In Europa geht uns die Kohle aus. Doch diese bildet das Rückgrat der Stromerzeugung. Auch in Deutschland droht uns deshalb ein Strommangel.
Die Energieversorgung in unseren Nachbarländern ist diesen Winter gefährdeter als bisher. Dies geht aus der saisonalen Einschätzung der europäischen Netzgruppe Entsoe hervor. Braun- und Steinkohle bildeten bisher den verlässlichen Eckpfeiler der Stromversorgung. Doch diesen Winter droht uns die Kohle auszugehen.
Besonders Polen ist von diesem Mangel betroffen. Dort besteht ein gewaltiges Logistikproblem. Besonders im Januar und Februar kann es dazu kommen, dass Kraftwerke nicht ausreichend beliefert werden können. Dies gilt gleichermaßen für polnische Kohle und über den Seeweg importierte Kohle. Dadurch prognostiziert die europäische Netzgruppe Entsoe einen Abfall der Kohlestromproduktion von 9,3 Terrawattstunden. Deshalb wird von einem Einbruch der Stromexporte ausgegangen. Im ersten Halbjahr von 2022 hat Polen 3,6 Terrawattstunden nach Deutschland exportiert.

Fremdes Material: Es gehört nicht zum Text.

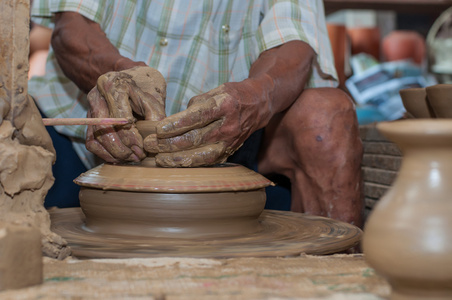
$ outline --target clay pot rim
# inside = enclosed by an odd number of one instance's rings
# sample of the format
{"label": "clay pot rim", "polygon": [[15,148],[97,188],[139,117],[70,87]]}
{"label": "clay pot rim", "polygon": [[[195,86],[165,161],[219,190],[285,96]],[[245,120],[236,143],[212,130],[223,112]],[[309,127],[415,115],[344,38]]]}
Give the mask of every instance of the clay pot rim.
{"label": "clay pot rim", "polygon": [[444,89],[452,89],[452,83],[440,83],[431,85],[425,88],[426,91],[436,91],[436,90],[444,90]]}
{"label": "clay pot rim", "polygon": [[399,90],[399,93],[402,94],[411,94],[411,93],[419,93],[420,91],[424,91],[425,94],[427,94],[425,87],[413,87],[413,88],[406,88]]}
{"label": "clay pot rim", "polygon": [[261,174],[242,165],[222,165],[221,168],[159,168],[102,164],[82,173],[74,182],[103,190],[157,193],[249,191],[273,185]]}
{"label": "clay pot rim", "polygon": [[428,133],[430,135],[450,135],[452,119],[415,119],[385,121],[377,124],[377,129],[383,133],[403,134],[406,136]]}

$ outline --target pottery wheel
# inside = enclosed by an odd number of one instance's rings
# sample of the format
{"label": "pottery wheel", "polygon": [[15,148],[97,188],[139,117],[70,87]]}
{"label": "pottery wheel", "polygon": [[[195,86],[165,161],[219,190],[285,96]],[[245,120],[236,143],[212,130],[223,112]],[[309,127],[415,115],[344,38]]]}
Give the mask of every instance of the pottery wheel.
{"label": "pottery wheel", "polygon": [[268,257],[329,254],[357,245],[361,230],[329,218],[264,210],[253,234],[217,239],[172,239],[106,235],[86,231],[80,208],[50,211],[52,231],[80,258]]}

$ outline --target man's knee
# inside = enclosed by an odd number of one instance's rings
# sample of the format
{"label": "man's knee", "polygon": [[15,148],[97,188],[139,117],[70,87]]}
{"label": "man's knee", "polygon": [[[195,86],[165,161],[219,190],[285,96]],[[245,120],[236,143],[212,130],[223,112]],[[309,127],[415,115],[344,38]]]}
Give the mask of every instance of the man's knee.
{"label": "man's knee", "polygon": [[332,120],[334,116],[344,116],[356,120],[355,105],[351,98],[337,88],[306,89],[294,103],[298,118]]}

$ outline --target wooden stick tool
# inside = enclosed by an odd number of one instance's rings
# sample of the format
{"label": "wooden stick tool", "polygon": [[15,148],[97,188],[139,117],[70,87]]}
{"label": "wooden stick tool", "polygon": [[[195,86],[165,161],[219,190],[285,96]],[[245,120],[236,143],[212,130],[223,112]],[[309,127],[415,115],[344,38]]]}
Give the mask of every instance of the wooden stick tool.
{"label": "wooden stick tool", "polygon": [[131,123],[126,118],[43,118],[45,126],[57,125],[125,125]]}

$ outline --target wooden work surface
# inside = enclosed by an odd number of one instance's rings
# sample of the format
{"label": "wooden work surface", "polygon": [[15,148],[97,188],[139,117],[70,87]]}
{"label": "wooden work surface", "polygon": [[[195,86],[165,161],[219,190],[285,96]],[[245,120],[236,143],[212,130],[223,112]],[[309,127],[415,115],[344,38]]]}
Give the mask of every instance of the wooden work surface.
{"label": "wooden work surface", "polygon": [[0,299],[377,300],[390,288],[358,255],[292,258],[44,259],[44,284]]}

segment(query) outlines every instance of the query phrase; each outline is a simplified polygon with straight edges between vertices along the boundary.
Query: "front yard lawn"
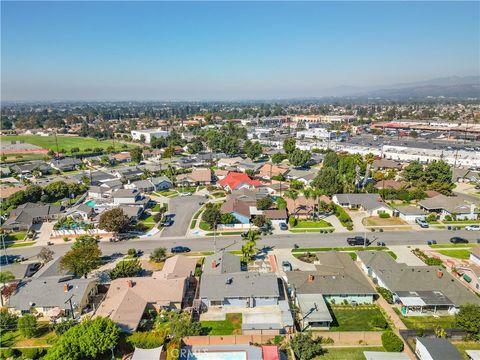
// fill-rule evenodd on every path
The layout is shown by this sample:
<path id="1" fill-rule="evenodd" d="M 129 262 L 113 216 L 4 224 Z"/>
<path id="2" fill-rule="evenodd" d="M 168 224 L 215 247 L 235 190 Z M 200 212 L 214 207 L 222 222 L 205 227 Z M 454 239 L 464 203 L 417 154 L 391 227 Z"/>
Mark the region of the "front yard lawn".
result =
<path id="1" fill-rule="evenodd" d="M 201 221 L 199 227 L 200 227 L 200 229 L 202 229 L 204 231 L 211 231 L 212 230 L 210 224 L 206 223 L 205 221 Z"/>
<path id="2" fill-rule="evenodd" d="M 240 335 L 242 333 L 242 314 L 231 313 L 225 320 L 201 321 L 204 335 Z"/>
<path id="3" fill-rule="evenodd" d="M 449 248 L 473 248 L 478 244 L 434 244 L 428 245 L 432 249 L 449 249 Z"/>
<path id="4" fill-rule="evenodd" d="M 176 194 L 177 192 L 175 190 L 161 190 L 161 191 L 154 191 L 153 193 L 158 196 L 170 196 L 170 195 Z"/>
<path id="5" fill-rule="evenodd" d="M 153 219 L 153 215 L 149 213 L 143 213 L 142 216 L 140 217 L 140 220 L 146 223 L 155 223 L 155 220 Z"/>
<path id="6" fill-rule="evenodd" d="M 324 248 L 298 248 L 292 249 L 292 253 L 318 252 L 318 251 L 356 251 L 356 250 L 386 250 L 386 246 L 349 246 L 349 247 L 324 247 Z"/>
<path id="7" fill-rule="evenodd" d="M 398 314 L 398 309 L 395 311 Z M 400 319 L 409 329 L 433 329 L 440 325 L 443 329 L 454 329 L 455 316 L 401 316 Z"/>
<path id="8" fill-rule="evenodd" d="M 328 221 L 325 220 L 317 220 L 317 221 L 310 221 L 310 220 L 298 220 L 297 225 L 294 228 L 325 228 L 325 227 L 332 227 Z"/>
<path id="9" fill-rule="evenodd" d="M 470 250 L 466 249 L 438 250 L 437 252 L 455 259 L 467 260 L 470 258 Z"/>
<path id="10" fill-rule="evenodd" d="M 383 347 L 342 347 L 342 348 L 324 348 L 325 353 L 317 356 L 315 360 L 365 360 L 364 351 L 385 351 Z"/>
<path id="11" fill-rule="evenodd" d="M 367 226 L 395 226 L 395 225 L 408 225 L 402 219 L 392 216 L 389 218 L 380 218 L 378 216 L 370 216 L 363 219 L 363 223 Z"/>
<path id="12" fill-rule="evenodd" d="M 196 186 L 178 187 L 177 191 L 179 193 L 192 193 L 193 194 L 195 191 L 197 191 L 197 187 Z"/>
<path id="13" fill-rule="evenodd" d="M 452 345 L 455 346 L 458 351 L 462 353 L 462 356 L 465 359 L 468 359 L 469 357 L 467 356 L 467 353 L 465 350 L 480 350 L 480 343 L 474 343 L 474 342 L 460 342 L 460 343 L 454 343 L 452 342 Z"/>
<path id="14" fill-rule="evenodd" d="M 375 321 L 385 320 L 382 312 L 375 305 L 371 306 L 332 306 L 333 318 L 330 331 L 383 331 L 376 327 Z"/>
<path id="15" fill-rule="evenodd" d="M 5 241 L 20 241 L 25 239 L 26 235 L 27 235 L 26 231 L 7 233 L 7 235 L 5 236 Z"/>
<path id="16" fill-rule="evenodd" d="M 48 345 L 47 340 L 55 336 L 55 332 L 50 330 L 48 322 L 39 322 L 35 337 L 26 338 L 19 331 L 4 331 L 0 334 L 0 343 L 2 347 L 43 346 Z"/>

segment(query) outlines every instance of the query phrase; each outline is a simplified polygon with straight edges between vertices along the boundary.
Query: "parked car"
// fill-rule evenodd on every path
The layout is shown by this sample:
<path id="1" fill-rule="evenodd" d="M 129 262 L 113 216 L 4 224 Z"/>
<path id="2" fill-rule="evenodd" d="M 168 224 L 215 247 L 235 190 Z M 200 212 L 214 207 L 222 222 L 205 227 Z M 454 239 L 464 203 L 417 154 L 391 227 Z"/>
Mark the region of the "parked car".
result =
<path id="1" fill-rule="evenodd" d="M 435 245 L 437 243 L 437 240 L 428 240 L 427 245 Z"/>
<path id="2" fill-rule="evenodd" d="M 280 230 L 284 230 L 284 231 L 285 231 L 285 230 L 288 230 L 288 225 L 285 224 L 284 222 L 280 223 L 279 226 L 280 226 Z"/>
<path id="3" fill-rule="evenodd" d="M 460 236 L 454 236 L 450 238 L 452 244 L 468 244 L 468 240 Z"/>
<path id="4" fill-rule="evenodd" d="M 356 246 L 356 245 L 370 245 L 370 240 L 367 238 L 364 238 L 363 236 L 354 236 L 351 238 L 347 238 L 347 243 L 350 246 Z"/>
<path id="5" fill-rule="evenodd" d="M 465 226 L 465 230 L 480 231 L 480 225 L 468 225 L 468 226 Z"/>
<path id="6" fill-rule="evenodd" d="M 378 241 L 377 246 L 385 246 L 385 243 L 383 241 Z"/>
<path id="7" fill-rule="evenodd" d="M 283 271 L 292 271 L 292 264 L 289 261 L 282 261 L 282 270 Z"/>
<path id="8" fill-rule="evenodd" d="M 166 217 L 165 220 L 162 222 L 162 226 L 172 226 L 173 220 L 169 217 Z"/>
<path id="9" fill-rule="evenodd" d="M 180 193 L 180 196 L 192 196 L 191 192 Z"/>
<path id="10" fill-rule="evenodd" d="M 428 228 L 428 222 L 424 219 L 416 219 L 415 222 L 421 227 L 421 228 Z"/>
<path id="11" fill-rule="evenodd" d="M 172 254 L 186 253 L 186 252 L 190 252 L 190 248 L 186 246 L 174 246 L 170 249 L 170 252 Z"/>

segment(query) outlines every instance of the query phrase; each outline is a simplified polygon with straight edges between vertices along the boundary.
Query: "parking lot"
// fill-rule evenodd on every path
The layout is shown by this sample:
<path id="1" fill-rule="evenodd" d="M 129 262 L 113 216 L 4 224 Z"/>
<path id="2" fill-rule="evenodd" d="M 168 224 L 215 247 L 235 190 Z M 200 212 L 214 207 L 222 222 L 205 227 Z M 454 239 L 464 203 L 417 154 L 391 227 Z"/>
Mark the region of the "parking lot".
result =
<path id="1" fill-rule="evenodd" d="M 168 214 L 171 214 L 173 224 L 165 227 L 162 237 L 185 236 L 190 227 L 192 216 L 200 209 L 200 202 L 205 197 L 198 195 L 177 196 L 170 198 L 168 202 Z"/>

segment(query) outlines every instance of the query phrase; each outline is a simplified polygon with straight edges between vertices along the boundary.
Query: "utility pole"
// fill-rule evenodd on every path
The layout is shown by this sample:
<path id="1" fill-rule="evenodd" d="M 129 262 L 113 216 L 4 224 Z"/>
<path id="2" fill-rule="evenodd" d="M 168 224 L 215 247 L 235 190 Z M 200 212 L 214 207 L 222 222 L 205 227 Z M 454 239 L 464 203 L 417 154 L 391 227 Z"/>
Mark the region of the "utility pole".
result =
<path id="1" fill-rule="evenodd" d="M 53 135 L 55 136 L 55 145 L 57 147 L 57 157 L 60 155 L 60 152 L 58 151 L 58 139 L 57 139 L 57 132 L 54 131 Z"/>
<path id="2" fill-rule="evenodd" d="M 75 320 L 75 314 L 73 313 L 73 304 L 72 304 L 72 298 L 73 298 L 73 294 L 72 296 L 70 296 L 67 301 L 65 301 L 65 304 L 68 302 L 70 304 L 70 312 L 72 313 L 72 320 Z"/>
<path id="3" fill-rule="evenodd" d="M 5 253 L 5 262 L 6 262 L 7 265 L 8 265 L 7 247 L 5 246 L 5 233 L 2 234 L 2 247 L 3 247 L 3 251 L 4 251 L 4 253 Z"/>
<path id="4" fill-rule="evenodd" d="M 217 253 L 217 236 L 216 236 L 216 231 L 217 231 L 217 220 L 213 223 L 213 253 Z"/>

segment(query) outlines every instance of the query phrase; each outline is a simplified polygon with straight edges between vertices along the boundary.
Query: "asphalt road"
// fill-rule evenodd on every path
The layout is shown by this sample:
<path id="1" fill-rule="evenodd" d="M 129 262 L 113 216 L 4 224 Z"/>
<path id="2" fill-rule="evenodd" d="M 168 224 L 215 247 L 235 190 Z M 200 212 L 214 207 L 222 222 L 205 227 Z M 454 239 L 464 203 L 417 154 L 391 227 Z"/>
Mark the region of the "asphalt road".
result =
<path id="1" fill-rule="evenodd" d="M 205 201 L 205 197 L 192 195 L 170 198 L 168 213 L 173 214 L 173 224 L 163 229 L 161 237 L 185 236 L 193 215 L 200 209 L 200 201 Z"/>
<path id="2" fill-rule="evenodd" d="M 332 233 L 332 234 L 292 234 L 285 233 L 282 235 L 267 235 L 257 242 L 257 247 L 270 248 L 293 248 L 294 244 L 305 247 L 345 247 L 347 246 L 346 238 L 355 235 L 363 235 L 363 233 Z M 367 233 L 367 238 L 376 245 L 377 241 L 383 241 L 388 245 L 421 245 L 427 240 L 436 240 L 439 244 L 447 244 L 452 236 L 462 236 L 470 242 L 476 242 L 480 239 L 479 232 L 458 230 L 429 230 L 429 231 L 395 231 L 383 233 Z M 216 249 L 239 250 L 242 246 L 240 236 L 223 236 L 216 238 Z M 166 247 L 170 249 L 172 246 L 183 245 L 188 246 L 192 251 L 213 251 L 215 244 L 213 237 L 196 237 L 196 238 L 164 238 L 152 237 L 148 239 L 131 239 L 117 243 L 102 242 L 100 248 L 104 255 L 111 255 L 115 252 L 126 254 L 130 248 L 143 250 L 146 254 L 156 247 Z M 71 244 L 52 245 L 49 246 L 55 252 L 56 256 L 63 255 L 70 249 Z M 40 247 L 23 247 L 7 249 L 9 255 L 20 255 L 26 258 L 35 257 L 40 251 Z M 4 252 L 2 251 L 2 255 Z"/>

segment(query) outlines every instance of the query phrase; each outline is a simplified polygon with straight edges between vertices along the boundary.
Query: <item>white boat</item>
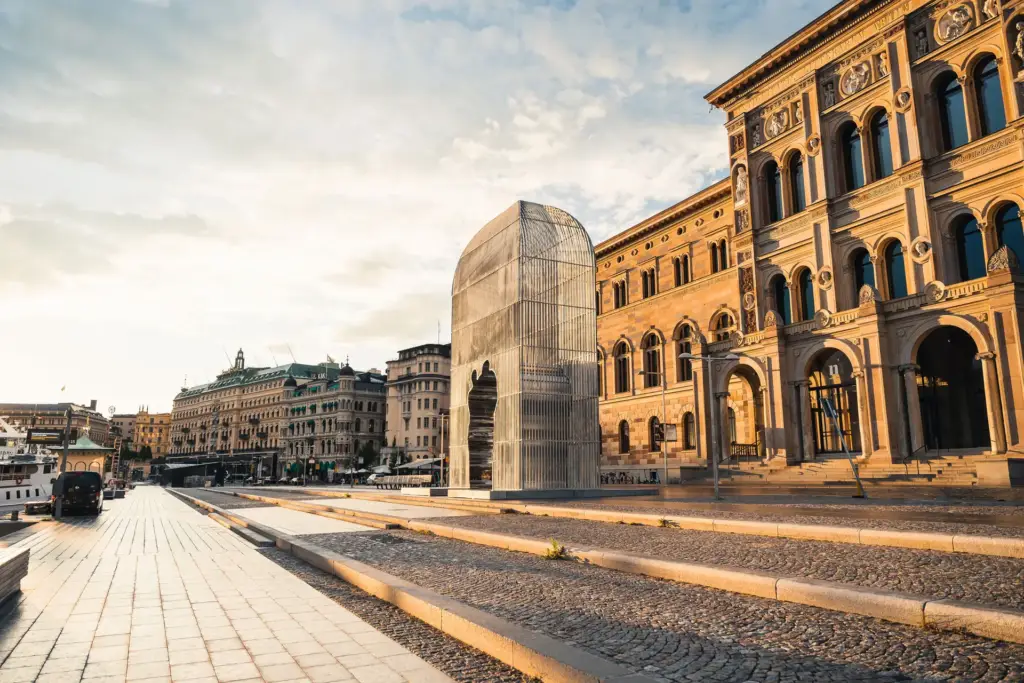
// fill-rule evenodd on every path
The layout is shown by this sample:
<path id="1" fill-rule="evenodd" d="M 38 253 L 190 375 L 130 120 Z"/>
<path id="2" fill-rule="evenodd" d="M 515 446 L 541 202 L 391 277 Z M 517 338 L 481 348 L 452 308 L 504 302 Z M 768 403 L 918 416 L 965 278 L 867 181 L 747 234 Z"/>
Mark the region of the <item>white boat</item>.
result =
<path id="1" fill-rule="evenodd" d="M 27 442 L 27 433 L 0 416 L 0 507 L 50 499 L 57 459 Z"/>

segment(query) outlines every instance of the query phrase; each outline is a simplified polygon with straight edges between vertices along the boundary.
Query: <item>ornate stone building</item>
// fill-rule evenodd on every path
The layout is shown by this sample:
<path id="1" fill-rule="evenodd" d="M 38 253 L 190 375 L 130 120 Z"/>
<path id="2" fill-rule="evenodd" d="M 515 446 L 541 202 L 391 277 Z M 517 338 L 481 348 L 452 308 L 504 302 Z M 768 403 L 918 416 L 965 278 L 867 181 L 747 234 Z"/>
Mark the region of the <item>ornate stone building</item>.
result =
<path id="1" fill-rule="evenodd" d="M 596 249 L 604 470 L 845 444 L 868 476 L 1007 483 L 1022 61 L 1020 0 L 845 0 L 712 91 L 729 177 Z"/>
<path id="2" fill-rule="evenodd" d="M 384 375 L 356 372 L 348 364 L 327 365 L 310 379 L 287 379 L 279 432 L 285 461 L 346 460 L 368 443 L 379 453 L 384 445 L 384 382 Z"/>
<path id="3" fill-rule="evenodd" d="M 451 344 L 421 344 L 388 361 L 387 443 L 413 460 L 448 451 L 442 427 L 448 414 Z M 445 430 L 447 432 L 447 430 Z"/>
<path id="4" fill-rule="evenodd" d="M 154 458 L 167 455 L 171 446 L 171 414 L 151 413 L 148 408 L 139 410 L 132 420 L 131 444 L 136 452 L 149 446 Z"/>
<path id="5" fill-rule="evenodd" d="M 24 429 L 64 429 L 67 410 L 71 409 L 71 428 L 89 436 L 98 444 L 106 443 L 110 421 L 96 409 L 95 399 L 89 405 L 78 403 L 0 403 L 0 416 Z"/>

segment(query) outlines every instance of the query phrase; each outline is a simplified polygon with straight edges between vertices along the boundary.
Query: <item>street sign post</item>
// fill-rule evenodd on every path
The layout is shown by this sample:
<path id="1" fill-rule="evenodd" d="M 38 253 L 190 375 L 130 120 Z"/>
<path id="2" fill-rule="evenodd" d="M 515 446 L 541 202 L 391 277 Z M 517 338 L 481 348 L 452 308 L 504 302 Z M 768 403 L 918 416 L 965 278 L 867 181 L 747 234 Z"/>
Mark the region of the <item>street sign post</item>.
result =
<path id="1" fill-rule="evenodd" d="M 61 446 L 64 443 L 63 429 L 29 429 L 25 438 L 28 443 L 40 446 Z M 78 441 L 78 430 L 72 429 L 68 434 L 68 443 L 75 444 Z"/>

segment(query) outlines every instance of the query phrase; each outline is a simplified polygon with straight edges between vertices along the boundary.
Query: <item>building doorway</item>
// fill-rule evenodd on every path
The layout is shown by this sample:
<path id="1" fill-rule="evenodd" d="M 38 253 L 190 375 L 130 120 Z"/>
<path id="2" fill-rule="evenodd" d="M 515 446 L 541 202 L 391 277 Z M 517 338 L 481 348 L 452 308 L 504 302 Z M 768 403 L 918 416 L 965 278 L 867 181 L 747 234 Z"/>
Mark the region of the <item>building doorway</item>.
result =
<path id="1" fill-rule="evenodd" d="M 929 450 L 990 445 L 978 346 L 957 327 L 933 330 L 917 350 L 917 394 Z"/>
<path id="2" fill-rule="evenodd" d="M 857 409 L 857 380 L 853 365 L 842 351 L 827 350 L 818 355 L 807 377 L 811 400 L 811 425 L 816 454 L 861 450 L 860 413 Z M 836 421 L 826 408 L 835 410 Z M 839 430 L 836 430 L 836 422 Z"/>
<path id="3" fill-rule="evenodd" d="M 474 373 L 475 374 L 475 373 Z M 469 391 L 469 485 L 491 486 L 494 461 L 494 409 L 498 405 L 498 378 L 484 363 Z"/>
<path id="4" fill-rule="evenodd" d="M 728 406 L 719 416 L 726 458 L 736 462 L 756 461 L 764 457 L 764 405 L 761 380 L 753 369 L 737 365 L 726 378 Z"/>

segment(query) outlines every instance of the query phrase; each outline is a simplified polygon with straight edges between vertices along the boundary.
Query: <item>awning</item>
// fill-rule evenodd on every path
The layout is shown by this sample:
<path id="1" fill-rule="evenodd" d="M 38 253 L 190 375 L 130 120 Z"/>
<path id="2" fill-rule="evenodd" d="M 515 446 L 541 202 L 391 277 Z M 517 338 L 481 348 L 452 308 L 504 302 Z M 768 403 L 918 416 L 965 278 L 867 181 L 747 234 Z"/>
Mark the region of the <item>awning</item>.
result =
<path id="1" fill-rule="evenodd" d="M 399 465 L 395 469 L 397 470 L 427 470 L 432 468 L 436 463 L 441 462 L 441 458 L 431 458 L 430 460 L 414 460 L 407 462 L 404 465 Z"/>

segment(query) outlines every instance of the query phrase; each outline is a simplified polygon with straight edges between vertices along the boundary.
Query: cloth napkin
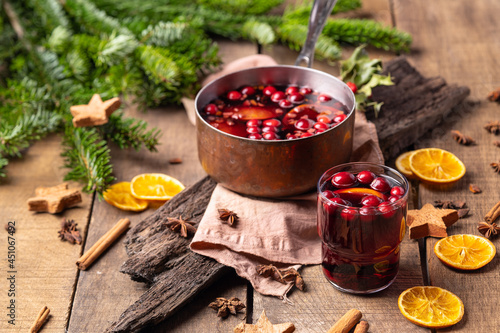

Auch für Deutschland prognostiziert die Entsoe einen Abfall der Kohleverstromung, allerdings weniger gravierend als in Polen. EAG, der letzte Briketthersteller (Braunkohle) in ganz Europa, gab auf WELT Nachfrage bekannt, dass die Förderkapazitäten bereits „voll ausgelastet” seien. Der Mangel lässt sich also nicht ausgleichen. Zwar spricht die Netzgruppe für Deutschland keine Warnung aus. Allerdings warnt sie vor den Ausfällen in den europäischen Nachbarländern während der Wintermonate Januar und Februar, welche Deutschland nicht ausgleichen könnte.
Denn auch in Frankreich bleibt die Situation angespannt. Derzeit sind nur wenige französische Atomkraftwerke ans Netz angeschlossen. Die Entsoe spricht von einem höheren Risiko als in vorherigen Wintern. Die französische Energiesicherheit beruht auf europäischer Kooperation, ohne Stromimporte drohen Ausfälle. Auch in Schweden wird derzeit ein Atomkraftwerk gewartet, diese Arbeiten sollen noch bis zum 31. Januar andauern. Dadurch ergibt sich ein weiteres Loch in der europäischen Stromerzeugung.
Diese Entwicklung ist ein deutlicher Indikator dafür, dass auch in Deutschland die Sicherstellung der Inlandsversorgung und des Exports in Knappheitssituationen im Ausland gefährdet ist. Aufgrund der hohen installierten Leistung von Gaskraftwerken in Deutschland ist es von größter Bedeutung, dass diese Anlagen auch in einer Gasknappheitssituation ausreichend versorgt werden. Gaskraftwerke stellen auch die Notversorgung. Insbesondere eine potenziell reduzierte Gasverfügbarkeit aufgrund eines sehr kalten Januars stellt daher ein großes Risiko dar.